# Compression of a Jaguar XK8 Cylinder

1. Jun 18, 2008

### Number1Ballar

1. The problem statement, all variables and given/known data
A Jaguar XK8 convertible has an eight-cylinder engine. At the beginning of its compression stroke, one of the cylinders contains 499 cm^3 of air at atmospheric pressure (1.01 x 10^5 Pa) and a temperature of 27.0 degrees celsius. At the end of the stroke, the air has been compressed to a volume of 46.2 cm^3 and the gauge pressure has increased to 2.72 x 10^6 Pa.

2. Relevant equations
(p1)(V1)/T1 = (p2)(V2)/T2
where p = pressure, V = volume, T = temperature

3. The attempt at a solution
What I tried was:
((1.01 x 10^5)(0.0499))/300 = ((2.72 x 10^6)(4.62 x 10^-4))/T2

I converted the 499cm cubed and the 46.2cm cubed to meters cubed, and also for T1 I did 273(kelvins) + 27

There was a hint given that the 'gauge pressure is the difference between the absolute pressure and the atmospheric pressure. Thus, if you measure a gauge pressure pg, then the absolute pressure p is given by p= pa + pg, where pa is the atmospheric pressure.' So I was thinking for p2 to use ((1.01 x 10^5)+(2.72 x 10^6)) but still did not get the right answer.

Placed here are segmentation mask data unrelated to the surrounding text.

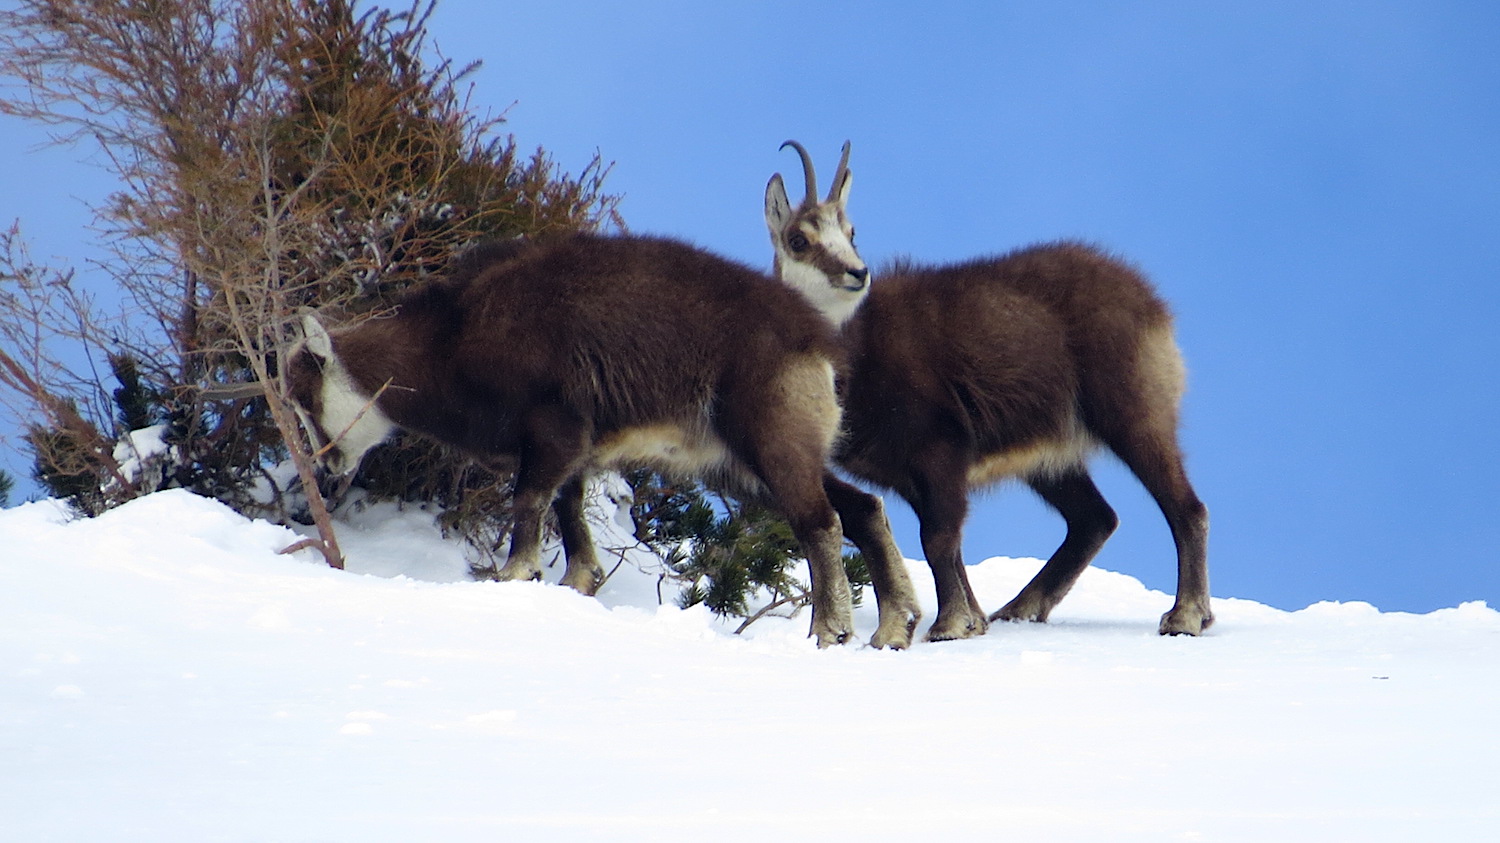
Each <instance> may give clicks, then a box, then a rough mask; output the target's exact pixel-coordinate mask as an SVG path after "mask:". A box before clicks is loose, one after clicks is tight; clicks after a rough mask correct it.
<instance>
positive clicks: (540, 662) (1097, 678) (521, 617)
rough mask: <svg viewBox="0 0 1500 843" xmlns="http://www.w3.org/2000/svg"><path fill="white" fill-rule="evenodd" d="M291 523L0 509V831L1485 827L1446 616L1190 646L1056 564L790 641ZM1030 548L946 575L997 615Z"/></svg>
mask: <svg viewBox="0 0 1500 843" xmlns="http://www.w3.org/2000/svg"><path fill="white" fill-rule="evenodd" d="M296 538H299V535H296V534H294V532H291V531H288V529H285V528H281V526H275V525H270V523H266V522H252V520H246V519H243V517H240V516H237V514H234V513H233V511H229V510H226V508H225V507H222V505H219V504H216V502H213V501H205V499H201V498H195V496H192V495H187V493H184V492H162V493H157V495H151V496H148V498H142V499H139V501H135V502H132V504H129V505H124V507H120V508H117V510H114V511H110V513H107V514H104V516H101V517H98V519H93V520H68V519H66V513H65V511H63V510H62V507H58V505H55V504H52V502H40V504H26V505H21V507H17V508H12V510H6V511H0V547H3V550H0V747H3V751H0V817H5V819H3V826H5V829H6V831H5V834H3V837H6V838H7V840H9V838H15V840H350V838H363V840H413V838H432V840H571V838H639V840H703V838H712V840H765V838H778V840H805V838H813V837H826V838H838V840H855V838H873V840H888V838H910V837H922V838H932V837H938V835H944V834H969V835H972V834H987V835H996V837H1001V835H1004V837H1026V835H1041V837H1043V838H1047V840H1266V838H1278V840H1328V838H1337V840H1356V838H1358V840H1413V838H1434V837H1449V835H1454V837H1458V835H1466V837H1479V835H1482V834H1487V832H1491V831H1493V828H1494V826H1496V822H1497V820H1500V816H1497V814H1500V810H1497V808H1496V805H1494V796H1493V790H1494V781H1497V780H1500V760H1497V759H1500V751H1497V750H1500V738H1497V730H1496V727H1494V712H1496V711H1497V702H1500V699H1497V696H1500V658H1497V654H1500V613H1497V612H1494V610H1493V609H1490V607H1487V606H1484V604H1482V603H1466V604H1463V606H1458V607H1454V609H1445V610H1440V612H1433V613H1430V615H1403V613H1383V612H1379V610H1377V609H1376V607H1373V606H1368V604H1362V603H1319V604H1314V606H1310V607H1307V609H1304V610H1301V612H1281V610H1277V609H1271V607H1266V606H1262V604H1257V603H1250V601H1244V600H1232V598H1221V600H1217V601H1215V610H1217V615H1218V618H1220V619H1218V624H1217V625H1215V627H1214V628H1212V630H1211V633H1209V634H1206V636H1203V637H1200V639H1175V637H1169V639H1163V637H1158V636H1157V634H1155V624H1157V618H1158V615H1160V613H1161V612H1163V610H1166V609H1167V606H1170V601H1172V600H1170V597H1169V595H1164V594H1161V592H1154V591H1149V589H1146V588H1143V586H1142V585H1140V582H1137V580H1134V579H1131V577H1128V576H1122V574H1118V573H1110V571H1103V570H1091V571H1088V573H1086V574H1085V576H1083V579H1082V580H1080V582H1079V585H1077V588H1076V589H1074V592H1073V595H1070V597H1068V600H1067V601H1064V604H1062V606H1061V607H1059V609H1058V612H1056V613H1055V618H1053V622H1050V624H1046V625H1034V624H1025V625H1020V624H1007V625H998V627H996V628H993V630H992V631H990V633H989V634H987V636H984V637H981V639H975V640H963V642H947V643H938V645H927V643H924V645H918V646H915V648H912V649H910V651H907V652H882V651H873V649H868V648H841V649H832V651H817V649H816V648H814V646H813V645H811V643H810V642H808V640H807V637H805V633H807V618H805V616H801V618H793V619H778V618H769V619H765V621H760V622H757V624H756V625H754V627H751V630H750V633H748V634H745V636H733V634H730V633H729V628H727V627H726V624H723V622H720V621H715V619H714V618H712V616H711V615H709V613H708V612H705V610H702V609H688V610H681V609H676V607H673V606H658V604H657V600H655V579H654V576H651V574H649V573H640V571H636V570H634V568H633V567H630V565H624V567H621V570H619V571H618V573H616V574H615V579H612V580H610V582H609V583H607V585H606V586H604V592H603V594H601V598H600V600H592V598H585V597H580V595H577V594H574V592H571V591H568V589H564V588H558V586H555V585H544V583H478V582H469V580H466V577H465V576H463V571H465V570H466V561H465V559H463V558H462V553H459V552H458V550H456V549H453V547H452V546H450V544H444V543H441V541H438V540H437V537H435V535H434V529H432V526H431V519H428V517H426V516H425V514H422V513H420V511H417V513H413V511H408V513H395V511H390V510H387V511H383V513H371V514H369V517H366V519H363V520H362V522H360V523H356V525H353V526H350V528H347V529H345V531H344V532H342V534H341V541H342V543H344V546H345V550H347V552H348V553H350V556H351V565H350V570H348V571H335V570H330V568H327V567H324V565H321V564H320V562H318V561H317V558H315V555H314V553H311V552H306V553H299V555H296V556H281V555H278V550H279V549H281V547H285V546H288V544H291V543H293V541H294V540H296ZM1037 565H1038V562H1037V561H1031V559H999V558H998V559H990V561H986V562H984V564H981V565H975V567H974V568H971V576H972V579H974V585H975V589H977V591H978V594H980V598H981V601H983V603H984V604H987V606H999V604H1001V603H1004V601H1005V600H1007V598H1008V597H1011V595H1013V594H1014V592H1016V591H1017V589H1019V588H1020V586H1022V585H1023V583H1025V582H1026V579H1028V577H1029V576H1031V574H1032V573H1034V571H1035V568H1037ZM558 567H561V565H558ZM558 573H559V571H553V574H552V576H558ZM912 573H913V579H915V582H916V583H918V586H919V589H922V600H924V606H926V610H927V613H929V616H932V613H933V604H935V600H933V595H932V586H930V577H929V574H927V573H926V565H921V564H913V567H912ZM868 603H870V604H868V606H862V607H861V609H859V610H858V613H856V619H858V624H859V630H861V634H864V636H868V634H870V631H873V628H874V607H873V600H870V601H868Z"/></svg>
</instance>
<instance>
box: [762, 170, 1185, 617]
mask: <svg viewBox="0 0 1500 843" xmlns="http://www.w3.org/2000/svg"><path fill="white" fill-rule="evenodd" d="M784 145H790V147H793V148H795V150H796V153H798V156H799V157H801V160H802V168H804V175H805V184H807V187H805V196H804V199H802V202H801V204H799V205H796V207H793V205H792V204H790V201H789V199H787V195H786V187H784V184H783V183H781V177H780V174H777V175H774V177H772V178H771V181H769V184H768V186H766V195H765V219H766V225H768V228H769V231H771V243H772V245H774V249H775V273H777V275H778V276H780V278H781V279H783V281H784V282H786V284H787V285H789V287H792V288H795V290H799V291H802V293H804V296H807V299H808V300H810V302H811V303H813V305H814V306H816V308H817V309H819V311H822V312H823V315H825V318H826V320H828V321H829V324H832V326H835V327H838V329H840V336H841V339H843V344H844V348H846V353H847V354H849V374H847V378H846V383H844V384H843V387H841V398H843V405H844V435H843V438H840V441H838V444H837V447H835V460H837V463H838V465H840V466H843V468H844V469H846V471H849V472H850V474H853V475H856V477H859V478H864V480H867V481H870V483H873V484H876V486H880V487H885V489H891V490H894V492H895V493H898V495H901V498H904V499H906V501H907V502H909V504H910V505H912V508H913V510H915V513H916V517H918V520H919V528H921V541H922V550H924V552H926V555H927V562H929V565H930V567H932V571H933V579H935V580H936V586H938V618H936V619H935V622H933V627H932V630H930V631H929V639H935V640H938V639H951V637H968V636H972V634H980V633H983V631H986V628H987V625H989V621H995V619H1007V621H1046V619H1047V616H1049V613H1050V612H1052V610H1053V607H1055V606H1056V604H1058V601H1059V600H1062V598H1064V595H1065V594H1067V592H1068V589H1070V588H1071V586H1073V583H1074V582H1076V580H1077V579H1079V576H1080V574H1082V573H1083V570H1085V568H1086V567H1088V565H1089V562H1091V559H1092V558H1094V556H1095V553H1098V550H1100V547H1101V546H1103V544H1104V541H1106V538H1109V537H1110V534H1112V532H1113V531H1115V526H1116V523H1118V519H1116V516H1115V510H1113V508H1112V507H1110V505H1109V504H1107V502H1106V501H1104V496H1103V495H1101V493H1100V490H1098V487H1097V486H1095V484H1094V480H1092V478H1091V477H1089V471H1088V458H1089V455H1091V453H1094V452H1095V450H1098V449H1100V447H1104V449H1109V450H1110V452H1113V453H1115V455H1116V456H1119V459H1121V460H1122V462H1124V463H1125V465H1127V466H1130V469H1131V471H1133V472H1134V474H1136V477H1137V478H1139V480H1140V481H1142V484H1143V486H1145V487H1146V489H1148V490H1149V492H1151V495H1152V498H1155V501H1157V504H1158V505H1160V507H1161V511H1163V514H1164V516H1166V519H1167V525H1169V526H1170V528H1172V535H1173V540H1175V543H1176V550H1178V597H1176V603H1175V604H1173V607H1172V610H1169V612H1167V613H1166V615H1163V618H1161V624H1160V627H1158V628H1160V631H1161V633H1163V634H1181V633H1187V634H1199V633H1202V631H1203V630H1205V628H1208V625H1209V624H1211V622H1212V621H1214V615H1212V612H1211V607H1209V583H1208V508H1206V507H1205V505H1203V502H1202V501H1199V496H1197V495H1196V493H1194V490H1193V486H1191V483H1190V481H1188V475H1187V471H1185V469H1184V460H1182V452H1181V449H1179V444H1178V411H1179V404H1181V399H1182V393H1184V384H1185V371H1184V365H1182V356H1181V353H1179V351H1178V345H1176V341H1175V339H1173V330H1172V317H1170V314H1169V312H1167V308H1166V305H1164V303H1163V302H1161V299H1158V296H1157V294H1155V293H1154V291H1152V288H1151V285H1149V284H1148V282H1146V279H1145V278H1143V276H1142V275H1140V273H1139V272H1136V270H1134V269H1131V267H1130V266H1127V264H1125V263H1122V261H1119V260H1118V258H1115V257H1112V255H1107V254H1104V252H1101V251H1100V249H1095V248H1092V246H1088V245H1082V243H1068V242H1064V243H1050V245H1040V246H1031V248H1025V249H1017V251H1014V252H1010V254H1007V255H1001V257H990V258H978V260H974V261H968V263H960V264H951V266H942V267H919V266H915V264H912V263H906V261H901V263H895V264H892V266H889V267H885V269H883V270H882V272H880V273H877V276H876V278H874V279H873V282H871V284H870V290H868V294H865V296H862V297H858V299H856V297H853V296H852V293H850V287H852V281H850V279H855V278H858V279H859V281H861V282H864V281H865V279H867V276H868V269H867V267H865V264H864V261H862V260H861V258H859V257H858V254H856V252H855V249H853V226H852V225H850V223H849V216H847V213H846V202H847V196H849V184H850V175H849V169H847V160H849V144H844V148H843V159H841V160H840V162H838V171H837V172H835V175H834V183H832V187H831V189H829V192H828V196H826V198H825V199H822V201H819V199H817V192H816V178H814V175H813V165H811V159H810V156H808V154H807V150H804V148H802V147H801V144H796V142H795V141H787V142H786V144H783V147H784ZM1005 478H1019V480H1022V481H1023V483H1026V484H1028V486H1031V487H1032V489H1034V490H1035V492H1037V493H1038V495H1041V498H1043V499H1044V501H1046V502H1047V504H1049V505H1052V507H1053V508H1055V510H1056V511H1058V513H1059V514H1062V517H1064V519H1065V520H1067V525H1068V531H1067V537H1065V538H1064V541H1062V544H1061V546H1059V547H1058V550H1056V552H1055V553H1053V555H1052V558H1050V559H1047V564H1046V565H1044V567H1043V568H1041V571H1038V573H1037V576H1035V577H1034V579H1032V580H1031V582H1029V583H1028V585H1026V588H1023V589H1022V592H1020V594H1019V595H1017V597H1016V598H1014V600H1011V601H1010V603H1007V604H1005V606H1004V607H1002V609H1001V610H998V612H995V613H993V615H990V616H989V618H986V615H984V610H983V609H981V607H980V603H978V600H975V597H974V589H972V588H971V586H969V579H968V576H966V573H965V568H963V555H962V534H963V523H965V519H966V516H968V505H969V501H968V499H969V492H971V490H974V489H978V487H984V486H990V484H993V483H998V481H1001V480H1005Z"/></svg>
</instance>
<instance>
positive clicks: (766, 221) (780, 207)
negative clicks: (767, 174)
mask: <svg viewBox="0 0 1500 843" xmlns="http://www.w3.org/2000/svg"><path fill="white" fill-rule="evenodd" d="M790 220H792V202H790V201H789V199H787V198H786V184H783V183H781V174H780V172H777V174H775V175H772V177H771V181H769V183H768V184H766V186H765V225H766V228H769V229H771V240H772V242H774V240H775V239H777V237H780V236H781V229H783V228H786V223H787V222H790Z"/></svg>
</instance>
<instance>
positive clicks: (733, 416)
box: [285, 234, 919, 646]
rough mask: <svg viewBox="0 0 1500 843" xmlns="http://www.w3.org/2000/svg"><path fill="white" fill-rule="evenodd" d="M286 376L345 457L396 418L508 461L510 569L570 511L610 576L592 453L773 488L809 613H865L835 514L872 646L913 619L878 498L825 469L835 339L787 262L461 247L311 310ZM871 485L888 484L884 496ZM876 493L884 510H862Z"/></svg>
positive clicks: (581, 570)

The answer to this question is 503 degrees Celsius but I just can't figure out what number to use for p2.

2. Jun 18, 2008

### Dick

You don't have to convert the cm^3 to m^3. If they are both in the same units, just use them as they are. The units will cancel out. The pressure goes up by a factor of about 20 and the volume drops by a factor of about 10. The temperature should about double. You are making a mistake in converting the volumes. 499cm^3=4.99*10^(-4)m^3. 46.2cm^3=4.62*10^(-5)m^3. And, yes, use the gauge pressure thing to make fine adjustments.

Last edited: Jun 18, 2008
3. Jun 18, 2008

### Number1Ballar

Oh okay thank you for the clarification! I was able to get the answer :)